Il y a lieu d'ordonner la réouverture des débats sur la demande de condamnation à garantie présentée par la société Bureau d'Etudes Bâtiment et de renvoyer sur ce point l'affaire à la mise en état.
- Sur les frais irrépétibles et les dépens
Le jugement doit être confirmé en ses dispositions relatives aux frais irrépétibles et aux dépens, sauf à ajouter que ceux-ci comprendront le coût de l'expertise judiciaire de M. [J].
Compte tenu du montant alloué en première instance à M. [T] et Mme [L] au titre de l'article 700 du code de procédure civile, il n'y a pas lieu de prononcer une condamnation supplémentaire en appel en leur faveur.
La société Bureau d'Etudes Bâtiment doit être déboutée de sa demande au titre de l'article 700 du code de procédure civile dirigées contre M. [T] et Mme [L] et condamnée aux dépens de la procédure d'appel, à l'exception de ceux exposés au titre de la demande de condamnation à garantie sur lesquels il sera ultérieurement statué.

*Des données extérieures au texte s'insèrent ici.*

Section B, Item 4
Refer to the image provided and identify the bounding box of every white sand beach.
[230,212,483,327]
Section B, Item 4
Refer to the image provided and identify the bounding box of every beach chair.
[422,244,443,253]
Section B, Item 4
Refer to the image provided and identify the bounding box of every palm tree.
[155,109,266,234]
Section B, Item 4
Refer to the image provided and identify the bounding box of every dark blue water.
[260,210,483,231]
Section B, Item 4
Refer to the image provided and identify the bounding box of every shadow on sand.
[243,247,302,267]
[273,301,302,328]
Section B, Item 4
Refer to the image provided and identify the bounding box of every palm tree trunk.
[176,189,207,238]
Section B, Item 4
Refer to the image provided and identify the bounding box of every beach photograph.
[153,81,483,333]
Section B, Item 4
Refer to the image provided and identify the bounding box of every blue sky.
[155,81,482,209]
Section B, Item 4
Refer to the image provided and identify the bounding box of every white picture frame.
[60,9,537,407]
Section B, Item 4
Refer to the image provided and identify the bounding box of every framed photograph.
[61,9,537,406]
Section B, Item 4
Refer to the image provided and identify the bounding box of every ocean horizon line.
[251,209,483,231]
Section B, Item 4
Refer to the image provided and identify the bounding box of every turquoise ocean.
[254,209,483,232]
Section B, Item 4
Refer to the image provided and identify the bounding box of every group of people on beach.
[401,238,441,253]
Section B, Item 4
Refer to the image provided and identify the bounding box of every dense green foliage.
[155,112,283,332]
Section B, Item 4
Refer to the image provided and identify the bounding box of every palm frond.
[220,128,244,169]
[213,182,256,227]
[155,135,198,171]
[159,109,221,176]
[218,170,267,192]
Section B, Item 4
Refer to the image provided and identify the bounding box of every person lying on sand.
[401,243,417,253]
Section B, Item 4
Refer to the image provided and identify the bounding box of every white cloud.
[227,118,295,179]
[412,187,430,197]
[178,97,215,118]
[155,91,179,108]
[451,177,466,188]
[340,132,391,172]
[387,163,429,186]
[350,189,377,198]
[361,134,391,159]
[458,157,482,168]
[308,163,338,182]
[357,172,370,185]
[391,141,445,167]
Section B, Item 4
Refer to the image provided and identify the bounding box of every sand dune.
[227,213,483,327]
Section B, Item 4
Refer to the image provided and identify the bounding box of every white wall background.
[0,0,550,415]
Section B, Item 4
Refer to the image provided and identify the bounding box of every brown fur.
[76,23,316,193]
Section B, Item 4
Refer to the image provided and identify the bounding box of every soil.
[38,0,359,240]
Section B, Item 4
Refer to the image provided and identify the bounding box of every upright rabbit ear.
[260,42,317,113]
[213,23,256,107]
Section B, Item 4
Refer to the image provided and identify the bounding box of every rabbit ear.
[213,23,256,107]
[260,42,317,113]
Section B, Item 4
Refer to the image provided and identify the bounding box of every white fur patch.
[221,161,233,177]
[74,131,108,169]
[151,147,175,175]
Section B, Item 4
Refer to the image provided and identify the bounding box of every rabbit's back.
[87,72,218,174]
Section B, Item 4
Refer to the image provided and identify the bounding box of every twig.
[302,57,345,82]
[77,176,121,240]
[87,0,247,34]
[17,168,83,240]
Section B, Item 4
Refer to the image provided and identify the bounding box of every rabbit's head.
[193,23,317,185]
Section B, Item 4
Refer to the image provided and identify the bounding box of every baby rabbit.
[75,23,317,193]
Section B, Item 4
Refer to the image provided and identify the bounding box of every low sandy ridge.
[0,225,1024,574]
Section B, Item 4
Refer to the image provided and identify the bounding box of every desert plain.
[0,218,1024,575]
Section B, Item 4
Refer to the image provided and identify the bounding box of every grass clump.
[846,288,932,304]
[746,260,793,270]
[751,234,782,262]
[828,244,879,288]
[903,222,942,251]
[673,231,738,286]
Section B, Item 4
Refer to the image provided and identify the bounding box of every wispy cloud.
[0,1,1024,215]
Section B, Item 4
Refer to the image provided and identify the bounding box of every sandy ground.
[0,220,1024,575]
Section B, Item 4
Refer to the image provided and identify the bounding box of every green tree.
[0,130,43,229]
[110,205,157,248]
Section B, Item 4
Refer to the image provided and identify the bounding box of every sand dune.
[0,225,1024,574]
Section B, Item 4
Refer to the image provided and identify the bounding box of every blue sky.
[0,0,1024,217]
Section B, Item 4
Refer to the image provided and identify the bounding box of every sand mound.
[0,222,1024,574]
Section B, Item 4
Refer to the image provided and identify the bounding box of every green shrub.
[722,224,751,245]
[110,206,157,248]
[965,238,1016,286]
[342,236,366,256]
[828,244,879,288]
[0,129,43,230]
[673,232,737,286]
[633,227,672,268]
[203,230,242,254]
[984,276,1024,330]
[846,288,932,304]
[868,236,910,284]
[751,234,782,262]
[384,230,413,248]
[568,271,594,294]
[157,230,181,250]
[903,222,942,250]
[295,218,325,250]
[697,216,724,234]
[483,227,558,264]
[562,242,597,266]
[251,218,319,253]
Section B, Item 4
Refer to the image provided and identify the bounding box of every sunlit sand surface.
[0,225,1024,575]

Il y a lieu également de réserver à statuer sur la demande au titre de l'article 700 du code de procédure civile dirigée contre Me Boudevin.
PAR CES MOTIFS :
La COUR,
Statuant par arrêt réputé contradictoire, prononcé publiquement et par mise à disposition au greffe,
CONFIRME le jugement du tribunal de grande instance d'Angers du 18 juin 2018, sauf en ce qu'il a condamné la société Bureau d'Etudes Bâtiment à payer à M. [U] [T] et Mme [N] [L] la somme de 6 900 euros au titre des frais d'étude géothermique (géotechnique) ;
Statuant à nouveau, du chef de la disposition infirmée et y ajoutant :
DÉBOUTE M. [U] [T] et Mme [N] [L] de leur demande au titre des frais d'étude géotechnique ;
DÉBOUTE M. [U] [T] et Mme [N] [L] de leur demande au titre de l'article 700 du code de procédure civile présentée en appel ;
DÉBOUTE la société Bureau d'Etudes Bâtiment de sa demande au titre de l'article 700 du code de procédure civile dirigée contre M. [U] [T] et Mme [N] [L] ;
CONDAMNE la société Bureau d'Etudes Bâtiment aux dépens de première instance et d'appel, qui comprendront le coût de l'expertise judiciaire de M. [J], à l'exception de ceux exposés au titre de la demande de condamnation à garantie ;
Avant dire droit :
ORDONNE la réouverture des débats sur la demande de condamnation à garantie présentée par la société Bureau d'Etudes Bâtiment contre Me Boudevin, en qualité de mandataire judiciaire de la société Briand Ravalement ;
RENVOIE sur ce point l'affaire à la mise en état du 25 janvier 2023 à 10 H 00 ;
INVITE la société Bureau d'Etudes Bâtiment à :
- présenter ses observations sur la nature de la procédure collective qui aurait été ouverte à l'égard de la société Briand Ravalement, au besoin en communiquant la décision d'ouverture de cette procédure ;
- justifier qu'elle a bien procédé à la déclaration de sa créance au passif de la procédure collective de la société Briand Ravalement ;
- présenter ses observations sur le fait que sa demande en garantie s'analyserait en réalité en une demande en constatation de sa créance et de fixation de son montant ;
- présenter ses observations sur les conséquences d'une absence de déclaration de sa créance ;
- s'expliquer sur la recevabilité de son appel à l'égard de la société Briand Ravalement dans l'hypothèse où la Selarl MJ Corp (Me Boudevin) n'aurait pas qualité pour la représenter ;
RÉSERVE la demande au titre de l'article 700 du code de procédure civile présentée contre Me Boudevin, en qualité de mandataire judiciaire de la société Briand Ravalement, ainsi que les dépens exposés au titre de la demande de condamnation à garantie.